Dispõe esse art. 311º do C. Civil, no seu nº 1, que “O direito para cuja prescrição, bem que só presuntiva, a lei estabelecer um prazo mais curto do que o prazo ordinário fica sujeito a este último, se sobrevier sentença passada em julgado que o reconheça ou outro título executivo.”

Todavia, a questão colocada pela embargante, ora apelante, sedia-se a montante da aplicação desta norma, por entender que nestes embargos lhe deve ser admitida a discussão da prescrição que tenderia a obviar ainda à aposição da fórmula executória.

Defende, em suma, que a não arguição da prescrição no âmbito da própria injunção não impede que, já nesta fase, discuta a prescrição do próprio crédito exequendo e não da sua titulação por via da procedência da injunção.

A questão foi debatida no passado, designadamente durante a vigência de uma versão do art. 857º, nº 1 do CPC que consagrava uma limitação dos fundamentos de defesa, perante execução baseada em requerimento de injunção, tida por inaceitável. O Tribunal Constitucional chegou a declarar a inconstitucionalidade com força obrigatória geral dessa norma (Acórdão do Tribunal Constitucional n.º 264/2015, de 8 de Junho, Diário da República n.º 110/2015, Série I de 2015-06-08).

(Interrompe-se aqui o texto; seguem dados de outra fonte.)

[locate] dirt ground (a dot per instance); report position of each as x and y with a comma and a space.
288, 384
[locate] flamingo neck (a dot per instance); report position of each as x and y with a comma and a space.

Porém, como se salienta nos Acs. deste TRP de 18.11. 2021, (proc. 2918/20.5T8LOU-A.P1), de 16-01-2024 (proc. nº 1171/23.3T8LOU-A.P1) e do TRE, de 07-03-2024, (proc. nº 1610/23.3T8ENT-A.E1), todos publicados em dgsi.pt e cujo teor seguiremos de perto, a questão mostra-se já superada, tendo a disciplina daquele acórdão do TC deixado de ter aplicação.

Com efeito, a Lei 117/2019, de 13 de Setembro, veio alterar quer o teor do art. 857º, nº 1 do CPC, quer o teor do DL nº 269/98 de 1/09, aditando-lhe o art. 14º-A, que passaram a apresentar o seguinte teor:

Art. 857º, nº 1 do CPC “- Se a execução se fundar em requerimento de injunção ao qual tenha sido aposta fórmula executória, para além dos fundamentos previstos no artigo 729.º, aplicados com as devidas adaptações, podem invocar-se nos embargos os meios de defesa que não devam considerar-se precludidos, nos termos do artigo 14.º-A do regime dos procedimentos para cumprimento de obrigações pecuniárias emergentes de contratos de valor não superior à alçada do tribunal de 1.ª Instância, aprovado em anexo ao Decreto-Lei n.º 269/98, de 1 de setembro, na sua redação atual.”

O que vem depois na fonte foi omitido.